When I was a kid in the 1970s, my family watched NBC Nightly News every night. I remember coverage of the end of Vietnam, and of Watergate. I remember watching Richard Nixon announce his resignation, and wave his famous two-finger victory signal just before the helicopter door closed and he flew off to become a private citizen.
I remember even better as a young adult the news coverage of Bill Clinton’s public moral failings, his evasive lies (“it depends on what the meaning of the word ‘is’ is”), and his impeachment trial.
Point is, I’ve seen some shameful things happen in these United States. But none of what I’ve seen before compares with what happened yesterday at the U.S. Capitol.
I remember NBC Nightly News showing things like this happening in other countries — ones with long histories of instability and corruption, led by crackpot despot leaders. Backwater countries. Banana republics.
As a kid, even as a young adult, I believed in American exceptionalism. Over the last twenty years or so, that belief has slowly eroded. Yesterday, the last of it was destroyed. Perhaps you are in the same boat.

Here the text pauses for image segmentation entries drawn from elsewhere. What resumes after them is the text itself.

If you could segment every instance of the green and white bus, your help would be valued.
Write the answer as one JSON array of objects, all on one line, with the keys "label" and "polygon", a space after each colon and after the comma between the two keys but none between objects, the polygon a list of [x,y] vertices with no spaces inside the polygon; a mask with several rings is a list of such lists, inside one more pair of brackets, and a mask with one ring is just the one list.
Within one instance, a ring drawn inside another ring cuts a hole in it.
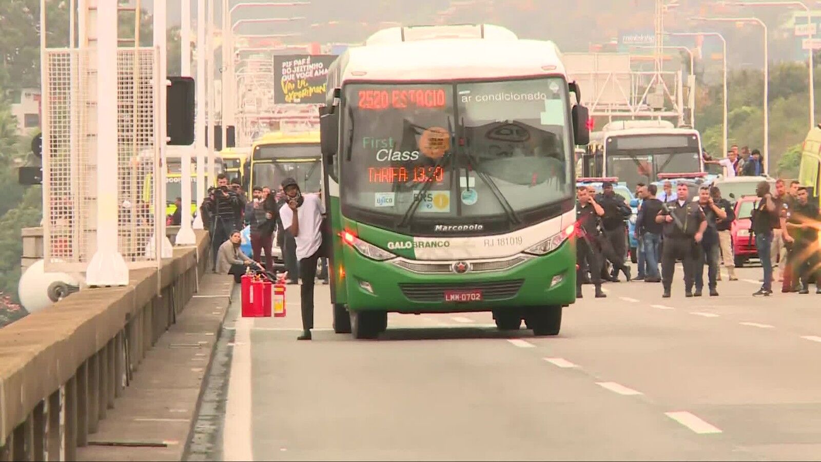
[{"label": "green and white bus", "polygon": [[320,110],[335,331],[492,312],[557,334],[576,300],[579,100],[555,44],[498,26],[388,29],[341,55]]}]

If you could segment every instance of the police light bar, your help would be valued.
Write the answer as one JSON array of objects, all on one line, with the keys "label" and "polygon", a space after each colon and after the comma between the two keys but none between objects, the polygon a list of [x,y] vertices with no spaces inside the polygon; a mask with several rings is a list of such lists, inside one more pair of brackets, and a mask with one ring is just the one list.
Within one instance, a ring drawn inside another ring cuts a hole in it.
[{"label": "police light bar", "polygon": [[701,178],[707,176],[704,173],[658,173],[657,175],[659,179],[672,179],[672,178]]},{"label": "police light bar", "polygon": [[580,178],[576,178],[577,182],[618,182],[618,177],[585,177]]}]

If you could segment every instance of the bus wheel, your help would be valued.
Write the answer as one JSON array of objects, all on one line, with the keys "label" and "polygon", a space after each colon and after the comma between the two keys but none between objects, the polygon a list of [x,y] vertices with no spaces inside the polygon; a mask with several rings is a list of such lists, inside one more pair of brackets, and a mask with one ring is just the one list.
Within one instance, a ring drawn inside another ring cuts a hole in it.
[{"label": "bus wheel", "polygon": [[562,307],[531,308],[525,321],[534,335],[556,335],[562,328]]},{"label": "bus wheel", "polygon": [[383,324],[387,327],[385,312],[351,312],[351,333],[355,339],[375,339]]},{"label": "bus wheel", "polygon": [[351,333],[351,316],[342,303],[333,304],[333,331],[337,334]]},{"label": "bus wheel", "polygon": [[518,330],[521,327],[521,313],[518,312],[497,312],[493,313],[493,320],[499,330]]}]

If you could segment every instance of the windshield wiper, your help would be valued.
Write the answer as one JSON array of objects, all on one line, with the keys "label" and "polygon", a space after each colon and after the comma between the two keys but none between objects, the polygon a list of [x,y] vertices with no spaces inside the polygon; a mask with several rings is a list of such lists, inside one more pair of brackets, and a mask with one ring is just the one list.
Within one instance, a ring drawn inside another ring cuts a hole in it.
[{"label": "windshield wiper", "polygon": [[[406,122],[407,122],[406,119]],[[453,139],[452,139],[453,138],[453,129],[452,129],[452,126],[453,125],[452,125],[452,122],[451,122],[451,118],[450,118],[450,116],[447,116],[447,130],[448,130],[447,136],[449,137],[451,137],[451,149],[452,149],[452,150],[453,149]],[[415,124],[411,123],[411,127],[415,127],[417,126]],[[421,128],[421,127],[420,127],[420,128]],[[449,156],[450,154],[451,154],[450,152],[446,152],[446,153],[444,153],[442,155],[442,157],[439,159],[439,160],[436,163],[436,165],[433,166],[433,171],[434,172],[439,167],[442,167],[442,164],[444,163],[445,159],[447,159]],[[422,202],[422,199],[424,198],[424,195],[427,194],[428,191],[431,187],[433,187],[433,182],[432,182],[432,181],[429,181],[429,182],[425,182],[424,185],[422,185],[422,188],[419,190],[419,192],[416,194],[416,196],[414,197],[413,201],[410,202],[410,206],[409,206],[407,211],[405,212],[405,215],[402,217],[401,221],[399,222],[399,224],[397,225],[397,228],[403,228],[406,225],[406,224],[407,222],[409,222],[411,218],[413,218],[413,215],[416,213],[416,210],[419,209],[420,203],[421,203]],[[411,187],[411,190],[412,189],[413,189],[413,187]]]},{"label": "windshield wiper", "polygon": [[[464,132],[465,130],[464,118],[461,119],[460,127],[462,129],[462,132]],[[466,136],[466,139],[468,139],[468,137]],[[496,196],[496,200],[499,201],[499,205],[501,205],[502,208],[505,210],[505,215],[507,215],[507,219],[509,219],[511,223],[513,224],[521,224],[521,219],[519,218],[519,215],[516,214],[516,210],[514,210],[513,207],[511,206],[511,203],[505,197],[505,195],[502,193],[502,191],[499,190],[499,187],[496,185],[496,182],[490,178],[490,175],[476,168],[476,164],[474,162],[473,155],[470,154],[470,149],[469,149],[470,146],[466,146],[465,148],[466,149],[463,150],[463,152],[465,152],[465,156],[467,159],[468,165],[474,172],[476,173],[476,175],[479,176],[479,178],[482,181],[484,181],[485,184],[488,185],[488,187],[490,188],[491,192],[493,193],[493,196]],[[466,181],[469,180],[466,179]],[[470,185],[470,182],[466,183],[466,186],[467,185]]]}]

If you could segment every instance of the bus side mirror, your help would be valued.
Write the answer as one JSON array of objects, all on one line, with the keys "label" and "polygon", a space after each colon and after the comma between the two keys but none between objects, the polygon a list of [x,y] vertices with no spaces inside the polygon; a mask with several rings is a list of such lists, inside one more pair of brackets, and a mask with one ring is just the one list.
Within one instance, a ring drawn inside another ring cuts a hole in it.
[{"label": "bus side mirror", "polygon": [[576,146],[585,146],[590,143],[590,131],[587,127],[587,121],[589,118],[589,112],[587,108],[581,104],[573,106],[571,111],[573,117],[573,144]]},{"label": "bus side mirror", "polygon": [[323,155],[333,157],[337,155],[339,141],[339,113],[328,111],[319,116],[319,140]]}]

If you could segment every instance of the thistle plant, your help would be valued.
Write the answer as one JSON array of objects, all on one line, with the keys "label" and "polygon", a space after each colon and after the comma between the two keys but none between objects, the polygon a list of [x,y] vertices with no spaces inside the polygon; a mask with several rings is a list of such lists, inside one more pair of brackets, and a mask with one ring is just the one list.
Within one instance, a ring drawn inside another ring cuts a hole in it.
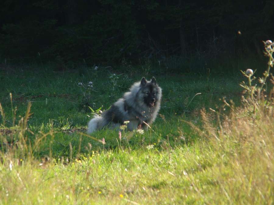
[{"label": "thistle plant", "polygon": [[90,81],[87,84],[83,84],[81,82],[79,82],[78,86],[80,88],[80,91],[79,96],[82,96],[81,102],[80,103],[80,107],[83,110],[87,111],[89,110],[89,107],[93,107],[95,103],[90,102],[90,99],[92,96],[92,93],[96,92],[93,89],[93,83]]},{"label": "thistle plant", "polygon": [[[264,42],[264,43],[265,50],[265,54],[269,57],[268,66],[267,69],[263,73],[263,77],[258,78],[258,82],[259,85],[257,84],[252,83],[252,81],[256,78],[253,76],[255,72],[253,72],[252,69],[248,69],[245,71],[241,70],[244,76],[248,78],[248,84],[246,84],[243,81],[240,84],[240,86],[244,89],[248,96],[248,100],[244,99],[244,100],[246,102],[251,103],[253,107],[253,111],[254,114],[256,110],[259,109],[259,104],[262,101],[261,100],[262,95],[264,91],[266,91],[266,80],[271,74],[270,73],[270,68],[273,67],[274,65],[274,59],[272,56],[274,51],[274,43],[270,40]],[[273,80],[272,80],[271,82],[274,84]],[[263,95],[262,96],[263,96]]]}]

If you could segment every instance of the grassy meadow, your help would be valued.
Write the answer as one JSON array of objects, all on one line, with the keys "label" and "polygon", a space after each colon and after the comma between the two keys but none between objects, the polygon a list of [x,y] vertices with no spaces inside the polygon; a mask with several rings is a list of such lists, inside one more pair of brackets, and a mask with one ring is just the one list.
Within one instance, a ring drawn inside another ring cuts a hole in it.
[{"label": "grassy meadow", "polygon": [[[0,66],[0,204],[274,203],[271,76],[52,67]],[[143,76],[163,90],[151,128],[87,135],[89,107]]]}]

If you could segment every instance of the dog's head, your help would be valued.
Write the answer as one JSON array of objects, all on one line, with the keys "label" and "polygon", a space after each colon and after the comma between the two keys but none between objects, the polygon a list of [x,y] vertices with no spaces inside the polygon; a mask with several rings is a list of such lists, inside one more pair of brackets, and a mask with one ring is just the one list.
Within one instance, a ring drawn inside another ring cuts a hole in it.
[{"label": "dog's head", "polygon": [[140,87],[144,101],[149,106],[154,107],[155,104],[160,100],[161,88],[157,85],[154,77],[150,81],[147,81],[143,77],[141,81]]}]

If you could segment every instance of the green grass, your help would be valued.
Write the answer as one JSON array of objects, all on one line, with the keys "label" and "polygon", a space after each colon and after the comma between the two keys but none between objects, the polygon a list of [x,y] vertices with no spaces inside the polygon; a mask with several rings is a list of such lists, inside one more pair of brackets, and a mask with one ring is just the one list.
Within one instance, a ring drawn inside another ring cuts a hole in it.
[{"label": "green grass", "polygon": [[1,204],[273,203],[273,100],[239,106],[241,75],[155,75],[160,114],[120,140],[86,135],[88,106],[107,109],[143,74],[80,70],[0,70]]}]

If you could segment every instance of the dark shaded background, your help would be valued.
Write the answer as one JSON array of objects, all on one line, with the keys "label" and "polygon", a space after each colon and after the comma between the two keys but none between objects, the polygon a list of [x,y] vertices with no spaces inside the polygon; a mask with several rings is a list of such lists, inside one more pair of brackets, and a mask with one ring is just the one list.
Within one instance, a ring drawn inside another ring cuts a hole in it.
[{"label": "dark shaded background", "polygon": [[262,58],[274,33],[272,0],[9,0],[0,8],[2,63]]}]

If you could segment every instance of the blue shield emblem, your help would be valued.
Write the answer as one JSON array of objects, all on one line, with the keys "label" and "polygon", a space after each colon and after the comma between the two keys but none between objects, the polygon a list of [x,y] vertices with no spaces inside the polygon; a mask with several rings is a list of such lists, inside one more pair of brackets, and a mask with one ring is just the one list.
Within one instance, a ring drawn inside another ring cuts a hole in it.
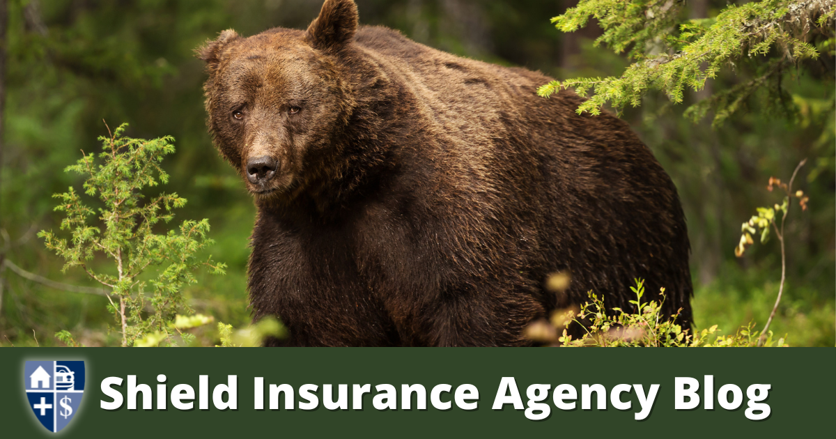
[{"label": "blue shield emblem", "polygon": [[47,430],[60,431],[79,412],[84,378],[84,361],[26,362],[26,397]]}]

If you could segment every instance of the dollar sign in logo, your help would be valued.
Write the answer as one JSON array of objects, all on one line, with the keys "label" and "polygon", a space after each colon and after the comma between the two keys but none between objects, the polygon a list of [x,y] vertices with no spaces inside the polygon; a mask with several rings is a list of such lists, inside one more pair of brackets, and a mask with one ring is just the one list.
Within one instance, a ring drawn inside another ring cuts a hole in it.
[{"label": "dollar sign in logo", "polygon": [[59,415],[64,416],[64,419],[67,419],[70,415],[73,414],[73,407],[69,406],[70,402],[73,402],[73,400],[69,399],[69,396],[64,396],[61,398],[60,403],[61,406],[64,408],[61,409],[61,411],[59,412]]}]

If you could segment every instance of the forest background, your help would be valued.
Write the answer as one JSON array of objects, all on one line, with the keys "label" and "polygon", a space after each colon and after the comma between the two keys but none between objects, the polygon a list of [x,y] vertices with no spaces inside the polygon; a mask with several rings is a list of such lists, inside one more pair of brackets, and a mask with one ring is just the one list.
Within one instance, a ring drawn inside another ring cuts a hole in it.
[{"label": "forest background", "polygon": [[[63,261],[36,233],[58,229],[52,194],[80,186],[64,169],[96,138],[130,124],[127,135],[172,135],[176,152],[163,167],[168,184],[155,188],[188,199],[177,221],[208,218],[207,248],[227,264],[225,276],[201,273],[185,294],[197,312],[244,326],[248,237],[255,209],[244,185],[212,145],[206,129],[202,63],[192,50],[226,28],[251,35],[282,26],[304,28],[320,0],[6,0],[8,40],[3,82],[5,111],[0,156],[3,257],[16,267],[66,284],[92,286],[82,270],[62,273]],[[363,24],[399,29],[431,47],[503,65],[538,69],[558,79],[620,75],[630,64],[593,40],[594,21],[572,33],[549,22],[576,0],[357,0]],[[694,0],[691,17],[716,15],[726,2]],[[740,225],[755,207],[780,203],[766,190],[770,176],[788,179],[808,159],[796,186],[808,208],[794,206],[787,222],[787,284],[771,329],[791,345],[836,343],[836,132],[833,57],[825,51],[814,69],[783,74],[792,97],[786,111],[765,111],[752,96],[719,127],[711,117],[693,122],[683,111],[713,89],[752,74],[745,66],[721,72],[705,89],[686,91],[672,105],[650,94],[626,109],[629,121],[679,190],[691,242],[694,313],[699,328],[733,332],[751,321],[762,327],[777,294],[777,240],[755,245],[742,258],[734,249]],[[813,72],[810,74],[810,72]],[[817,71],[823,71],[823,74]],[[94,263],[95,263],[95,262]],[[103,261],[104,263],[104,261]],[[107,299],[50,288],[0,268],[0,346],[63,345],[54,334],[72,332],[88,346],[118,345]],[[624,288],[628,288],[625,285]],[[196,343],[217,342],[212,328]]]}]

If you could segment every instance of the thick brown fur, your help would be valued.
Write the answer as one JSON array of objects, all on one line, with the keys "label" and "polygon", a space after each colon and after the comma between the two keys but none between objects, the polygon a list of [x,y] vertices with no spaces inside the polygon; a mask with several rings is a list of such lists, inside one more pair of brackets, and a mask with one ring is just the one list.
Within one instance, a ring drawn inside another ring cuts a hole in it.
[{"label": "thick brown fur", "polygon": [[[550,78],[358,28],[350,0],[198,54],[215,144],[258,207],[250,301],[289,329],[274,343],[524,345],[589,290],[630,309],[635,278],[691,321],[673,183],[624,122],[538,97]],[[266,182],[256,156],[278,163]],[[563,294],[543,288],[558,271]]]}]

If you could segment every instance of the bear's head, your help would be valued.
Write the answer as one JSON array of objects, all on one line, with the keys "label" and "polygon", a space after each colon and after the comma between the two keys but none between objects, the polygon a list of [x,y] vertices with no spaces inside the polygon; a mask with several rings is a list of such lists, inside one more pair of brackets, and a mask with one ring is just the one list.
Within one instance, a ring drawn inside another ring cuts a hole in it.
[{"label": "bear's head", "polygon": [[196,49],[215,145],[257,200],[288,200],[340,153],[354,108],[341,72],[357,30],[352,0],[327,0],[307,31],[234,30]]}]

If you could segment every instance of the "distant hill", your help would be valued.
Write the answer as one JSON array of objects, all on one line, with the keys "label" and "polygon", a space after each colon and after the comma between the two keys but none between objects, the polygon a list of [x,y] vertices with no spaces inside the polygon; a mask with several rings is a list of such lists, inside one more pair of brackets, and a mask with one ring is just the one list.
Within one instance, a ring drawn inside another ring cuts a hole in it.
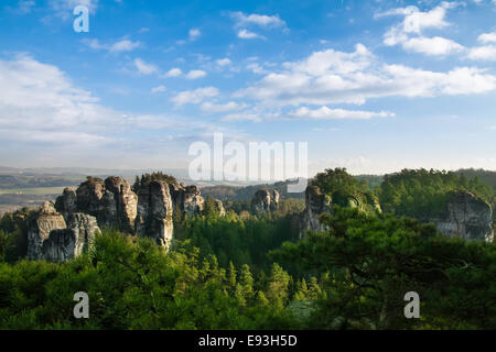
[{"label": "distant hill", "polygon": [[250,200],[257,190],[260,189],[277,189],[281,195],[281,199],[304,199],[305,193],[302,191],[300,194],[288,194],[288,185],[290,182],[279,182],[276,184],[265,184],[265,185],[251,185],[251,186],[207,186],[202,187],[202,196],[208,197],[212,196],[214,198],[220,200]]},{"label": "distant hill", "polygon": [[496,190],[496,172],[489,172],[486,169],[475,169],[475,168],[462,168],[456,172],[457,174],[463,174],[468,178],[478,177],[482,182],[493,186]]}]

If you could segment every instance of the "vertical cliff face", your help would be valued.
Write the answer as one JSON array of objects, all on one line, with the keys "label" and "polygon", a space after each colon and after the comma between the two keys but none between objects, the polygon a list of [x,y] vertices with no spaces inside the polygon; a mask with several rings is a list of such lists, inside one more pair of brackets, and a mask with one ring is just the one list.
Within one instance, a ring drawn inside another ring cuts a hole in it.
[{"label": "vertical cliff face", "polygon": [[138,196],[129,183],[120,177],[88,178],[76,191],[64,189],[55,202],[56,210],[67,221],[75,212],[96,217],[100,227],[117,228],[127,233],[134,232]]},{"label": "vertical cliff face", "polygon": [[54,205],[45,202],[28,231],[28,256],[34,261],[53,262],[75,258],[89,248],[97,231],[95,217],[73,213],[66,223]]},{"label": "vertical cliff face", "polygon": [[305,190],[305,210],[302,217],[302,231],[324,231],[325,227],[319,220],[323,213],[332,212],[332,198],[321,191],[317,186],[309,186]]},{"label": "vertical cliff face", "polygon": [[55,209],[62,213],[65,221],[68,221],[68,217],[72,213],[77,212],[77,195],[73,188],[65,188],[55,201]]},{"label": "vertical cliff face", "polygon": [[218,215],[220,217],[224,217],[226,215],[226,208],[224,208],[224,204],[220,199],[214,199],[215,200],[215,207],[218,211]]},{"label": "vertical cliff face", "polygon": [[114,222],[125,232],[133,233],[134,219],[138,213],[138,196],[131,190],[129,183],[120,177],[108,177],[105,187],[112,195],[114,202],[104,208],[114,215]]},{"label": "vertical cliff face", "polygon": [[[98,218],[101,211],[101,199],[105,195],[105,183],[101,178],[88,178],[76,190],[77,210]],[[108,201],[108,199],[106,199]]]},{"label": "vertical cliff face", "polygon": [[43,242],[53,230],[66,229],[64,217],[55,210],[51,201],[45,201],[34,217],[28,230],[28,257],[30,260],[43,258]]},{"label": "vertical cliff face", "polygon": [[260,189],[251,199],[251,211],[263,213],[276,211],[279,208],[279,191],[276,189]]},{"label": "vertical cliff face", "polygon": [[489,204],[471,193],[455,191],[448,195],[444,217],[427,221],[434,222],[438,230],[449,237],[493,242],[493,209]]},{"label": "vertical cliff face", "polygon": [[52,262],[71,261],[87,251],[99,232],[95,217],[73,213],[67,229],[53,230],[42,245],[42,257]]},{"label": "vertical cliff face", "polygon": [[173,234],[173,201],[169,184],[153,180],[142,185],[138,191],[136,232],[139,237],[153,239],[169,249]]},{"label": "vertical cliff face", "polygon": [[[74,215],[83,213],[96,218],[98,227],[112,227],[126,233],[152,238],[169,249],[173,234],[173,212],[181,211],[195,216],[203,210],[204,204],[196,186],[184,187],[175,182],[148,179],[141,182],[136,194],[130,184],[121,177],[110,176],[105,180],[88,177],[77,190],[64,189],[62,196],[56,199],[55,209],[53,206],[52,209],[46,209],[47,213],[41,218],[41,223],[47,230],[41,230],[41,234],[33,231],[33,245],[30,248],[35,252],[33,257],[40,257],[40,243],[48,238],[50,232],[66,229],[65,222]],[[224,213],[222,202],[217,206],[219,212]],[[62,223],[61,220],[65,222]],[[63,254],[60,249],[69,248],[71,243],[77,240],[77,237],[64,233],[63,231],[54,233],[51,241],[45,244],[48,256],[54,260],[69,257],[69,254]],[[41,240],[35,240],[37,238]],[[37,243],[37,246],[34,243]],[[75,248],[78,253],[78,246]]]},{"label": "vertical cliff face", "polygon": [[198,187],[184,187],[177,184],[170,184],[169,187],[174,211],[179,210],[191,217],[198,215],[203,210],[205,200],[201,196]]}]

I’m trying to see this as a positive. I know that the first step to being a better person is to see yourself clearly for who and what you are. I feel sure that the same is true of nations. The difficult events of the last few years, capped with yesterday’s invasion of the U.S. Capitol by U.S. citizens, are a mirror that shows us who we have become as a nation. May we choose to look deeply into it. May we be shocked enough that we band together to demand meaningful change, so that America can truly become great again.